Oglądałem I cześć i powiem Wam ze mi sie podobała, druga natomiast mnie wkurzyła, choc w sumie film fajny, ale z tymi duchami jest troche bez sensu. No i co jeszcze.... totalną porażką dla mnie jest to że Nicole to napewno nie Jaimie Alexander. Jak pamiętacie, w I częsci odgryzł czy urwał jej palucha a w II częsci nagle jest (czyli wniosek ze ten morderca/rzeźnik to jakiś lekarz z powołania tylko bez wyższej szkoły i se dorabia na lewo we wraku autobusu :D ;)) Ale to już nie o ten palec chodzi, ale Jaimie Alexander zdecydowanie inaczej wygląda i ma inny głos.
NEXT sprawa to: Jesse'mu też wstawił piękną drucianą proteze - było widać jak go przebrał dla zmyły i wtedy Nicole go dobiła.
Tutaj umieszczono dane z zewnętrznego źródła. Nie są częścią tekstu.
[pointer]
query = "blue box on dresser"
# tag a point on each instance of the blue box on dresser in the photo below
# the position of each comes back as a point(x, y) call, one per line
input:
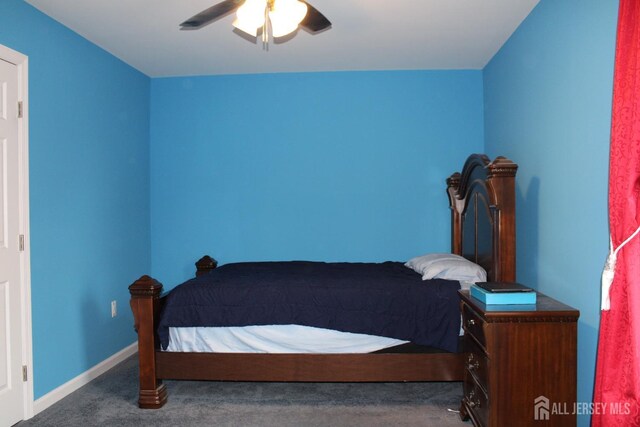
point(512, 298)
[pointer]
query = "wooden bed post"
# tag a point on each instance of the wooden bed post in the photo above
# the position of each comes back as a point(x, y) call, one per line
point(457, 207)
point(204, 265)
point(502, 179)
point(145, 304)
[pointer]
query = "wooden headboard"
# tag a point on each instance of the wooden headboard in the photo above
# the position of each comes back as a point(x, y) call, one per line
point(483, 215)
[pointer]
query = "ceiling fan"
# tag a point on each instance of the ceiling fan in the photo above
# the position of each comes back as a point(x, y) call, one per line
point(281, 17)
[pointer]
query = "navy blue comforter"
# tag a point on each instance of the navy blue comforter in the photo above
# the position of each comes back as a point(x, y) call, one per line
point(385, 299)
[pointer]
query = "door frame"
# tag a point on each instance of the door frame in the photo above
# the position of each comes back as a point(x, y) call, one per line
point(22, 63)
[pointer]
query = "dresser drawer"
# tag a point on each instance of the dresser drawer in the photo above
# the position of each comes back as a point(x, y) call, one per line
point(473, 325)
point(477, 364)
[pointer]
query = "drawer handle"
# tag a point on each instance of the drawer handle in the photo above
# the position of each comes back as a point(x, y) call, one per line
point(474, 402)
point(472, 363)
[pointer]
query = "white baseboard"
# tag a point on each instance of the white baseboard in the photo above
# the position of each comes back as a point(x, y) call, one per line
point(69, 387)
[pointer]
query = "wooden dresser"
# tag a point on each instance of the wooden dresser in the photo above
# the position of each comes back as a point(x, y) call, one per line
point(521, 365)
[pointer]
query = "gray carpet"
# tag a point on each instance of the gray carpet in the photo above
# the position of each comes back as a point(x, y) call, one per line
point(110, 400)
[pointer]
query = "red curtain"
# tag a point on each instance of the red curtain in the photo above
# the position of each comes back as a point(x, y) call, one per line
point(617, 382)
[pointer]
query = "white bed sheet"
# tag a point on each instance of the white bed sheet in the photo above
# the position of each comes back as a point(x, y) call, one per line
point(274, 339)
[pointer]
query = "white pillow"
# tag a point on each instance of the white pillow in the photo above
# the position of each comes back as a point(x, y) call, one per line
point(447, 266)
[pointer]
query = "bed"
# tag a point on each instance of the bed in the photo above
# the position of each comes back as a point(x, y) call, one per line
point(482, 202)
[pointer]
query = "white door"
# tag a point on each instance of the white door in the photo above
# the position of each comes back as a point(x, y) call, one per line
point(11, 383)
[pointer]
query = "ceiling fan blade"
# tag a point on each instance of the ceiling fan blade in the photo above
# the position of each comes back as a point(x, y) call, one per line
point(315, 21)
point(209, 15)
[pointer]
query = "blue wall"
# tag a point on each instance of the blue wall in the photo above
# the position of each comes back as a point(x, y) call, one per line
point(89, 193)
point(548, 106)
point(317, 166)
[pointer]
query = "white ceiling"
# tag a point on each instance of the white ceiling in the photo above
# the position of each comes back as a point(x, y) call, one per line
point(365, 35)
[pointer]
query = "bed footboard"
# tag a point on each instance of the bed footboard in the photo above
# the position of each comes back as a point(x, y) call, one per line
point(145, 304)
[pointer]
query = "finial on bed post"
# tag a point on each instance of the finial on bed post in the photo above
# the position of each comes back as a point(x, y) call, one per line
point(145, 304)
point(204, 265)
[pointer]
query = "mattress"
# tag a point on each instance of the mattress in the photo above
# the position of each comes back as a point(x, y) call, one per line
point(385, 300)
point(274, 339)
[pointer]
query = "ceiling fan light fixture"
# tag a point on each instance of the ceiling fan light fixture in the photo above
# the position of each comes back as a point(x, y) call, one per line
point(285, 16)
point(250, 16)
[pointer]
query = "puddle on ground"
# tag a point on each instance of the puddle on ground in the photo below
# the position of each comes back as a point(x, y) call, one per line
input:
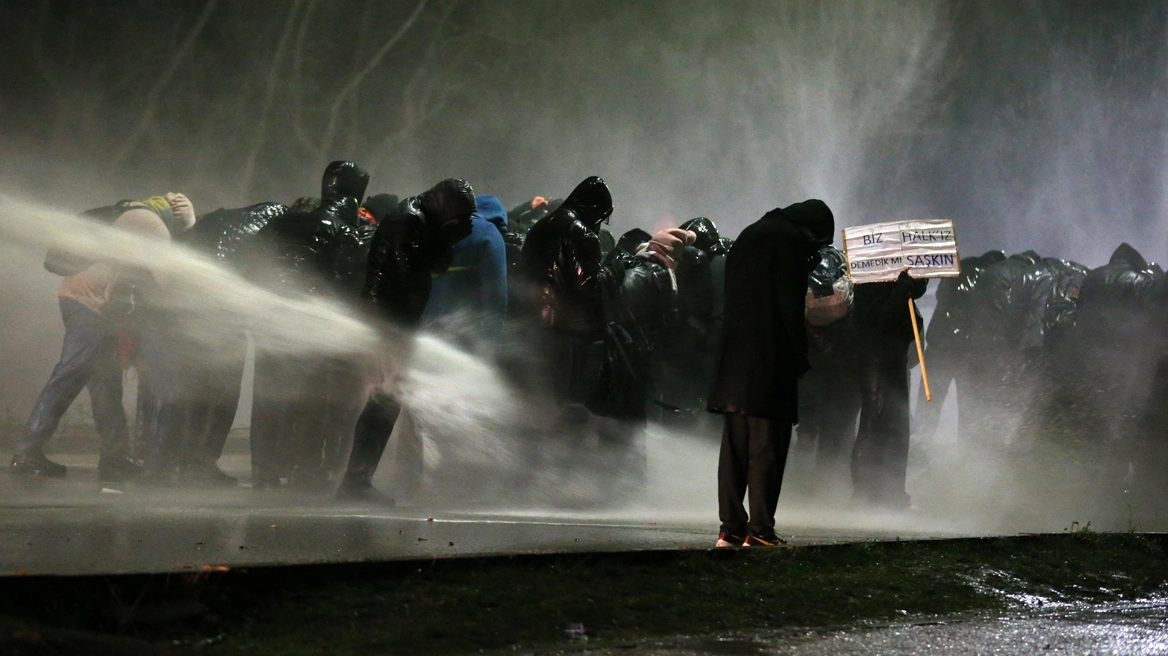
point(1135, 627)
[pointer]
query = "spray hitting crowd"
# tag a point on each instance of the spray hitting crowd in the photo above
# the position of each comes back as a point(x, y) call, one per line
point(766, 330)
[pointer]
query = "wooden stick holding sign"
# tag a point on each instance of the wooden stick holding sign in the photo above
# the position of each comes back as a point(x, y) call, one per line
point(920, 350)
point(881, 251)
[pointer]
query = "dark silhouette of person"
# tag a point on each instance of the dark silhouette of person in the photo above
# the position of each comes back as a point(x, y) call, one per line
point(762, 355)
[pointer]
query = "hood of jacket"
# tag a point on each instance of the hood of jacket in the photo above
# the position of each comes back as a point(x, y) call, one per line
point(815, 218)
point(491, 209)
point(1128, 256)
point(708, 238)
point(591, 202)
point(343, 179)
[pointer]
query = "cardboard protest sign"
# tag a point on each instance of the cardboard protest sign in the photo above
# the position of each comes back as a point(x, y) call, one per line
point(881, 251)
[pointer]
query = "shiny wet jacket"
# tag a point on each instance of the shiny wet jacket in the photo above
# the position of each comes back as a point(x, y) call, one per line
point(410, 245)
point(562, 263)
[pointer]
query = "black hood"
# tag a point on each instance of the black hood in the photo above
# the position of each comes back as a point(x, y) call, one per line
point(832, 266)
point(708, 238)
point(380, 207)
point(815, 217)
point(1028, 257)
point(632, 239)
point(447, 207)
point(992, 257)
point(591, 202)
point(450, 200)
point(343, 179)
point(1126, 255)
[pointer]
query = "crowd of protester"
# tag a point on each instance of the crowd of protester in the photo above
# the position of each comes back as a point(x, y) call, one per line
point(766, 330)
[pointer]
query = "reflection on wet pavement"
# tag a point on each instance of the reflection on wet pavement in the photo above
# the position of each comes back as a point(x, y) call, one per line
point(77, 525)
point(1127, 628)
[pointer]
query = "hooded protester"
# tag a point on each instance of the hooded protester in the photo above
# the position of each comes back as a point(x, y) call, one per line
point(593, 318)
point(1062, 307)
point(1005, 369)
point(628, 243)
point(96, 298)
point(214, 372)
point(1112, 357)
point(475, 283)
point(304, 406)
point(947, 341)
point(884, 330)
point(565, 283)
point(410, 246)
point(683, 355)
point(762, 354)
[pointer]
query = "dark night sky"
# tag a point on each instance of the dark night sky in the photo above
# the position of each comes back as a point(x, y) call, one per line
point(1031, 124)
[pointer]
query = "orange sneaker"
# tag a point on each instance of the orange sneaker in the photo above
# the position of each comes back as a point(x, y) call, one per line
point(752, 541)
point(723, 542)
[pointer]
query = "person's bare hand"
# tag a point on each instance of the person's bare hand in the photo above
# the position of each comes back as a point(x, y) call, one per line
point(669, 244)
point(182, 208)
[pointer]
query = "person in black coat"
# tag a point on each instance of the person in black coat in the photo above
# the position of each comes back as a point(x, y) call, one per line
point(829, 393)
point(299, 399)
point(215, 374)
point(880, 458)
point(411, 244)
point(564, 285)
point(1113, 353)
point(762, 355)
point(947, 350)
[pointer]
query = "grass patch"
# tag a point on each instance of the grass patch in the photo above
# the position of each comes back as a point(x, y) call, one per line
point(463, 606)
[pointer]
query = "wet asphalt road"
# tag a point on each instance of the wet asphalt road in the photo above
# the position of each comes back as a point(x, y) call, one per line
point(76, 525)
point(1125, 628)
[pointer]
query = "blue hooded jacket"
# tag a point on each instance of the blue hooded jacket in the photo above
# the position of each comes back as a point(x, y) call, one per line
point(477, 278)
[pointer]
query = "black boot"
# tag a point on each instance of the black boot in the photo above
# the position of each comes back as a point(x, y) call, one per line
point(36, 463)
point(202, 473)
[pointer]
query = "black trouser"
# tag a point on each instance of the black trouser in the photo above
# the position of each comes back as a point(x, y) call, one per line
point(880, 458)
point(369, 439)
point(944, 364)
point(275, 407)
point(753, 455)
point(89, 358)
point(161, 374)
point(213, 397)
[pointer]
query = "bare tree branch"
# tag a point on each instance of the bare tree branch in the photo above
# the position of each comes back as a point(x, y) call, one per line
point(354, 82)
point(297, 85)
point(257, 146)
point(151, 104)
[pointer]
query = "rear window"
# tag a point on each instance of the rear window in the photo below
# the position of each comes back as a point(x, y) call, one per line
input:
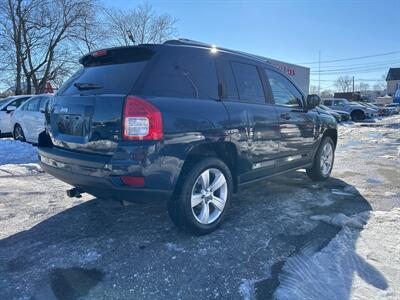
point(115, 71)
point(108, 79)
point(183, 73)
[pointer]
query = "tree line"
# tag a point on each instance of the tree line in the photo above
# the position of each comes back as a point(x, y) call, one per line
point(42, 40)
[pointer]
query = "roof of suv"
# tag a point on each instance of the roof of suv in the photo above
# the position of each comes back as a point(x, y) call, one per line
point(185, 43)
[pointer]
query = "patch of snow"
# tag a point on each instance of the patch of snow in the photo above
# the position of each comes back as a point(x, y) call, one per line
point(246, 289)
point(16, 152)
point(340, 192)
point(354, 265)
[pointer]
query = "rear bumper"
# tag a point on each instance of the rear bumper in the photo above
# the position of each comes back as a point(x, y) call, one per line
point(98, 176)
point(107, 188)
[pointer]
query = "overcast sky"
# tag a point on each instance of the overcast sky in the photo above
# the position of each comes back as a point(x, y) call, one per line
point(295, 31)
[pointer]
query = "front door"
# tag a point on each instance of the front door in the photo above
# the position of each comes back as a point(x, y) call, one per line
point(254, 122)
point(296, 124)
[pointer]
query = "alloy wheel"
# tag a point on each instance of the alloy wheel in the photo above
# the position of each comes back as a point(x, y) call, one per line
point(326, 159)
point(209, 195)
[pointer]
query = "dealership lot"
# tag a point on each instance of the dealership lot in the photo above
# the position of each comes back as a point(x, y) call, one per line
point(277, 235)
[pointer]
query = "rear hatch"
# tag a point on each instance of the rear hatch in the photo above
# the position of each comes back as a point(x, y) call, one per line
point(86, 113)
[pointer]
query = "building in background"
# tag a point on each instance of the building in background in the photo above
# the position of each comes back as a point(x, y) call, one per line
point(393, 81)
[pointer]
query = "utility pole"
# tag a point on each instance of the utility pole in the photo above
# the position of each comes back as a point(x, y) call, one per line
point(319, 72)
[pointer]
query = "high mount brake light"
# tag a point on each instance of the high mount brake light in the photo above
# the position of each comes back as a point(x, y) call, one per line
point(99, 53)
point(141, 120)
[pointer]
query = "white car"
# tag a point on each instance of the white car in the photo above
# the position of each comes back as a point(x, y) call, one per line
point(28, 120)
point(7, 106)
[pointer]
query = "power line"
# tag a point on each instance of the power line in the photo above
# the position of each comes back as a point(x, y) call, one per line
point(352, 58)
point(371, 63)
point(356, 69)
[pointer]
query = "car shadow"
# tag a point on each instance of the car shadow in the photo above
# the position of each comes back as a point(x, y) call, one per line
point(99, 249)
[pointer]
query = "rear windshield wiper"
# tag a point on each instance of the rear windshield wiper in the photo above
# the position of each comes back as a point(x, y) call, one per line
point(87, 86)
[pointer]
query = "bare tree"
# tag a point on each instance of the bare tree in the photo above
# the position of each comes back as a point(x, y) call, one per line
point(41, 40)
point(138, 26)
point(344, 83)
point(363, 87)
point(11, 37)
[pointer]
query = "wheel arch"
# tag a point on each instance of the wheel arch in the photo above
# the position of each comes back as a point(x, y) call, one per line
point(226, 151)
point(332, 133)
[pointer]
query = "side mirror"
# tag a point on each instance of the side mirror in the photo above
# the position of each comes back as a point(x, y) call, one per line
point(313, 101)
point(10, 108)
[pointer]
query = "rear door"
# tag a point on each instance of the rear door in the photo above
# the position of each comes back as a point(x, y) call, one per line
point(5, 116)
point(86, 113)
point(254, 123)
point(296, 124)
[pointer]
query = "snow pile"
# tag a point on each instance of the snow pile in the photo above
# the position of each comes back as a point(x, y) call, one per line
point(16, 152)
point(355, 264)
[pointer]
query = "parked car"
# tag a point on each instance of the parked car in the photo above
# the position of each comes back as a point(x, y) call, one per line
point(371, 112)
point(393, 106)
point(339, 115)
point(357, 112)
point(7, 106)
point(184, 122)
point(382, 110)
point(28, 120)
point(327, 110)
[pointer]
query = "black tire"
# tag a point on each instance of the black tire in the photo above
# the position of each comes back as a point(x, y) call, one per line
point(18, 133)
point(357, 115)
point(179, 206)
point(316, 171)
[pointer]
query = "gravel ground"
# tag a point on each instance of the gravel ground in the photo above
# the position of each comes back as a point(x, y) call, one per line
point(55, 247)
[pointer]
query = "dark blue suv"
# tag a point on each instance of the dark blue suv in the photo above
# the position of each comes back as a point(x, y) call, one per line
point(182, 121)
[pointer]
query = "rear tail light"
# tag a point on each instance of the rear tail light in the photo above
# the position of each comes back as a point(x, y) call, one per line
point(141, 120)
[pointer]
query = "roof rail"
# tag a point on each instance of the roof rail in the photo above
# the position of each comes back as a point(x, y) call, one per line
point(183, 41)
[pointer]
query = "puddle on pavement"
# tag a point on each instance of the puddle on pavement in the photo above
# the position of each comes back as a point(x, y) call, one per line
point(72, 283)
point(375, 135)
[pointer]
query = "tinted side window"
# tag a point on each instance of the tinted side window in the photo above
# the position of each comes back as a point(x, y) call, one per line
point(284, 92)
point(183, 74)
point(33, 105)
point(43, 103)
point(230, 88)
point(248, 82)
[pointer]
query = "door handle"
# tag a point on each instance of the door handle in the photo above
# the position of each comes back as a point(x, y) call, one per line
point(285, 116)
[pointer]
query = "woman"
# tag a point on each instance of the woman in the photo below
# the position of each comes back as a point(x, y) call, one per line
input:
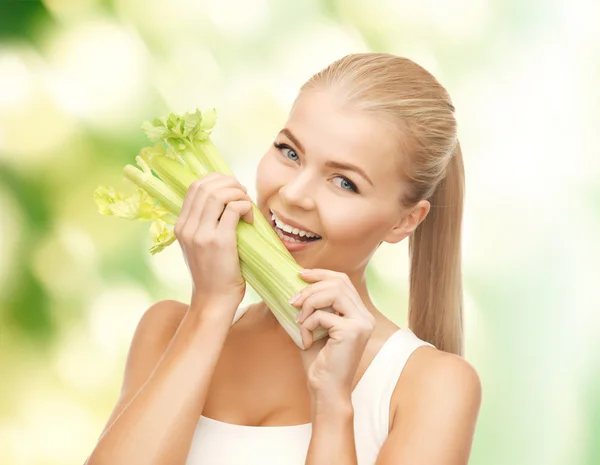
point(369, 154)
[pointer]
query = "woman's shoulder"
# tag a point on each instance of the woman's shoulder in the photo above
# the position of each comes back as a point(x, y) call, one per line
point(433, 378)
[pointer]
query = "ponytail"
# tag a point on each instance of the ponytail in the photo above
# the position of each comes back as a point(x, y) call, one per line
point(435, 312)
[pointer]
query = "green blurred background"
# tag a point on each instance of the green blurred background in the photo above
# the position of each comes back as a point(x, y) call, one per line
point(78, 77)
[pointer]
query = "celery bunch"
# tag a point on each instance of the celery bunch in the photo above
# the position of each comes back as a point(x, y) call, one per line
point(184, 152)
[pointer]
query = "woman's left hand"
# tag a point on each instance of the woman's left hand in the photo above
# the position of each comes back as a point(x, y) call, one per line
point(331, 363)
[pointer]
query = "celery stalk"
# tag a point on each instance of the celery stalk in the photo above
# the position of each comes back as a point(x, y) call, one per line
point(265, 263)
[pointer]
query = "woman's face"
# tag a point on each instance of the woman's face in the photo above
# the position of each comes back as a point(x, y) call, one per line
point(302, 179)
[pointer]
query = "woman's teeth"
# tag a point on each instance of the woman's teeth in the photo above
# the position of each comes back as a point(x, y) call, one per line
point(281, 227)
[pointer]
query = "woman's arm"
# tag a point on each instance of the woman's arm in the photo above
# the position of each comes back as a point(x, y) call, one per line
point(170, 364)
point(437, 413)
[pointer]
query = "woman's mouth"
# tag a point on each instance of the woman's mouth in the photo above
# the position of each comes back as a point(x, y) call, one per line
point(293, 238)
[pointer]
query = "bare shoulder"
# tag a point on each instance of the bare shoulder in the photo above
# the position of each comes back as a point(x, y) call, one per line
point(437, 382)
point(151, 338)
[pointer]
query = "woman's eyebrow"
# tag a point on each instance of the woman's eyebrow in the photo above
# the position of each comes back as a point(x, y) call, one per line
point(330, 164)
point(290, 136)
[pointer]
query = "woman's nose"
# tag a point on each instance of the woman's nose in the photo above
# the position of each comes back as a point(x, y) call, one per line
point(297, 191)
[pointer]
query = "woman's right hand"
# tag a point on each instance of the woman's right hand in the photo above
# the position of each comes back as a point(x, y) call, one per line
point(206, 232)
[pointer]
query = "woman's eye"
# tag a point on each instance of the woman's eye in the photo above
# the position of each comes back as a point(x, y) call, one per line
point(286, 150)
point(290, 153)
point(346, 184)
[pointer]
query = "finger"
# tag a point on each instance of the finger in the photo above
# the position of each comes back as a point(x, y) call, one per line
point(231, 217)
point(330, 299)
point(300, 297)
point(313, 275)
point(190, 195)
point(209, 207)
point(321, 319)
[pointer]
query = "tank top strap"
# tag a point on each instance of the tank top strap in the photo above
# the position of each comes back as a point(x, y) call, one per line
point(239, 313)
point(375, 389)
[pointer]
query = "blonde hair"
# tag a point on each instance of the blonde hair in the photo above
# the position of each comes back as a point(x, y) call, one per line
point(412, 100)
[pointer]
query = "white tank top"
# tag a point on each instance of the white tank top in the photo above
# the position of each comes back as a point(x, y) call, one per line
point(219, 443)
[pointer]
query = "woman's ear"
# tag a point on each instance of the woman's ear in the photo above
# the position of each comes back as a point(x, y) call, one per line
point(408, 223)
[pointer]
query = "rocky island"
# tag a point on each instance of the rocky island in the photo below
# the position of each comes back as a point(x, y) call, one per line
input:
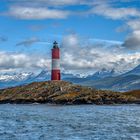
point(62, 92)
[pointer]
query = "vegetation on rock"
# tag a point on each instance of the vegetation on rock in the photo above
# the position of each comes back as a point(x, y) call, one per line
point(62, 92)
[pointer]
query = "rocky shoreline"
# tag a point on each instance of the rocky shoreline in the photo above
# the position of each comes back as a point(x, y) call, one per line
point(65, 93)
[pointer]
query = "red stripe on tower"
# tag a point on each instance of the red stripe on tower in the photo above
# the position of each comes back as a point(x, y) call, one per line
point(55, 62)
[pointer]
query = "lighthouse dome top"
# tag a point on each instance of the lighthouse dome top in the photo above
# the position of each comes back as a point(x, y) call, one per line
point(55, 44)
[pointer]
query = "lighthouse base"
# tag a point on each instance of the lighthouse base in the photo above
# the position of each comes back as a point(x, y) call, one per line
point(55, 75)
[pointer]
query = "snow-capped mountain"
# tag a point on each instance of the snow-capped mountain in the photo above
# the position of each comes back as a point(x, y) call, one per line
point(103, 79)
point(7, 77)
point(106, 73)
point(135, 71)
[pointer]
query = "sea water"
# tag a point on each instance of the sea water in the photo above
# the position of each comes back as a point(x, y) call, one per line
point(81, 122)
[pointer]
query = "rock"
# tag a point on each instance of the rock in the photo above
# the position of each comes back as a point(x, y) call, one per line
point(62, 92)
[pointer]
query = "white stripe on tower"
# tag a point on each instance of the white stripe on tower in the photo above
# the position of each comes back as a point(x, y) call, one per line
point(55, 64)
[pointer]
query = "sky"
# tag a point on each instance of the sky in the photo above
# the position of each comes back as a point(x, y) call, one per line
point(92, 34)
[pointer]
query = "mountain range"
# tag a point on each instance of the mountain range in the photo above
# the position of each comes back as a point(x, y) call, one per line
point(103, 79)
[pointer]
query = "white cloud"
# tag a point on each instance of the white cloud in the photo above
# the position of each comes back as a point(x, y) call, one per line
point(24, 12)
point(114, 13)
point(15, 61)
point(92, 57)
point(133, 41)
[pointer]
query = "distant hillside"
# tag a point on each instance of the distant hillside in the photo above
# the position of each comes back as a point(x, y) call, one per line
point(103, 79)
point(61, 92)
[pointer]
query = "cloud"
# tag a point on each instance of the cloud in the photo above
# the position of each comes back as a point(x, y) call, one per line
point(35, 13)
point(3, 39)
point(114, 13)
point(29, 42)
point(133, 41)
point(92, 57)
point(36, 27)
point(15, 61)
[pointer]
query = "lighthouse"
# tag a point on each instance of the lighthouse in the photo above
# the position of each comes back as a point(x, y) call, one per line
point(55, 75)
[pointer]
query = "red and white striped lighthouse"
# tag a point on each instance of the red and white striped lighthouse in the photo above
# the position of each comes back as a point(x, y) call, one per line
point(55, 62)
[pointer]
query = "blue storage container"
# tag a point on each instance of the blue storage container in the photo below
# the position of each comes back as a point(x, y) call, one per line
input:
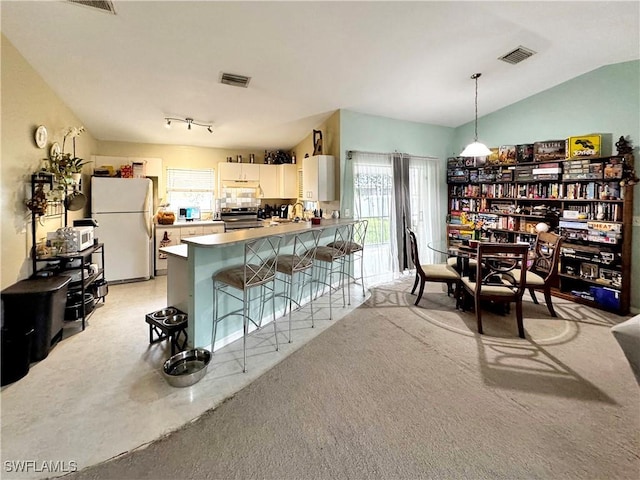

A w II częsci Jesse normalnie rozmawia i drutów w zębach nie ma (także był to pewnie aparat do prostowania zębów :D).
NEXT to bezmyślne zachowania, Jared jak miał Nicole w aucie to zamiast ogien w jakies bardziej cywilizowane miejsce niż rest stop to jemu się zachciało bara bara na kocyku z laską, którą ktoś zmordował jak się tylko dało - szczyt idiotyzmu!!!
No i to tyle o bohaterach.....
Co do mordercy i tej rodzinki w Camperze...... znikali i się pojawiali - jak w Call of Duty. To niestety spowodowało że ten film nie jest taki dobry jak myślałem i wydaje mi się ze przez jest on troche bez sensu. Jakby inaczej rozwiązali drugą część filmu to czekałbym z niecierpliwością na trzecią część, a tak to kurde wiadomo wszystko co i jak..... wyjaśniło się również duzo rzeczy z I serii której nie rozumialem do konca :)......
Pozdrawiam wszystkich :)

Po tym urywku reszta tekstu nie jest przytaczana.